[
https://issues.apache.org/jira/browse/HBASE-6065?page=com.atlassian.jira.plugin.system.issuetabpanels:comment-tabpanel&focusedCommentId=13280731#comment-13280731
]
chunhui shen commented on HBASE-6065:
-------------------------------------
Suppose region A on the regionserver B,
The issue could reproduce as the following step:
1.put one data to region A (append seq 1 in the hlog)
2.put one data to region A (append seq 2 in the hlog)
3.region A start flush, it will call HLog#startCacheFlush (current seq num is
3 in the hlog)
4.put one data to region A (append seq 4 in the hlog)

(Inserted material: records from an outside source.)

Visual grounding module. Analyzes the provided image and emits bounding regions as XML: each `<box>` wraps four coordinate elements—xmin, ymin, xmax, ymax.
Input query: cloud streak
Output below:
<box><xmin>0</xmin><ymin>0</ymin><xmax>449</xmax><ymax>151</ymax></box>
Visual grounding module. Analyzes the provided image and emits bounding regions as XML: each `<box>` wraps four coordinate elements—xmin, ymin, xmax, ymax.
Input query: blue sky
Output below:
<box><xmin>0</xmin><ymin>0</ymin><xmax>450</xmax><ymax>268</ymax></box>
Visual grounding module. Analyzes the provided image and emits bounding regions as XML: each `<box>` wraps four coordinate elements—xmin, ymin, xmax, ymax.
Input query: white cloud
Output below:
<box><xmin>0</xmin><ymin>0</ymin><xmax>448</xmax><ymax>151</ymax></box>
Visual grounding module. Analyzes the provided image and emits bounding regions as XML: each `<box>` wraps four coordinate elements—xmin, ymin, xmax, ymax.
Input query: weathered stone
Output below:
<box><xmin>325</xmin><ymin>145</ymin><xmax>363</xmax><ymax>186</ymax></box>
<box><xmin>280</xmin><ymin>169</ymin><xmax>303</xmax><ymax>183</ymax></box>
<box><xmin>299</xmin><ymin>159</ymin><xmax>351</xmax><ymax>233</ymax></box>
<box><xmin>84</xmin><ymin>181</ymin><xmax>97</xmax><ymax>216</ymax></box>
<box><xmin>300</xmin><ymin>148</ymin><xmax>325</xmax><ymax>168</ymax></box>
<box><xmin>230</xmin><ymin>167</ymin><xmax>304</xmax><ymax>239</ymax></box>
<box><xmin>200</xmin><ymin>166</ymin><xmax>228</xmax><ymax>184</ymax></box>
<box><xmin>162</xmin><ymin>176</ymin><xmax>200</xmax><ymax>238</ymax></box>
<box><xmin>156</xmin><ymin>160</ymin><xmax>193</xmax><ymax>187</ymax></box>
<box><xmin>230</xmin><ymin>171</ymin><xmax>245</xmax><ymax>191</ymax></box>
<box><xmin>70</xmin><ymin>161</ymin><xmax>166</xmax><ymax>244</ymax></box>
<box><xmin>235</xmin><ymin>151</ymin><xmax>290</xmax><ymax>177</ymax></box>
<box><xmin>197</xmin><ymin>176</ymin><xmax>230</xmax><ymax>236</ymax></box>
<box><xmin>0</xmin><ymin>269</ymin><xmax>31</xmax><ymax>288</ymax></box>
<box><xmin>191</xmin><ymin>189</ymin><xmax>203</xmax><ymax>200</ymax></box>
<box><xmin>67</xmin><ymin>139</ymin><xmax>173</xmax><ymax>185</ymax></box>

5.region A complete flush, it will call HLog#completeCacheFlush (append seq 3
in the hlog)
6.kill regionserver B.
So, the hlog file has four edit:
seq 1
seq 2
seq 4
seq 3
when splitting this hlog file, we generate the recoverd.edits file for region A
which is named 3.(About the name, we could see HLogSplitter#splitLogFileToTemp)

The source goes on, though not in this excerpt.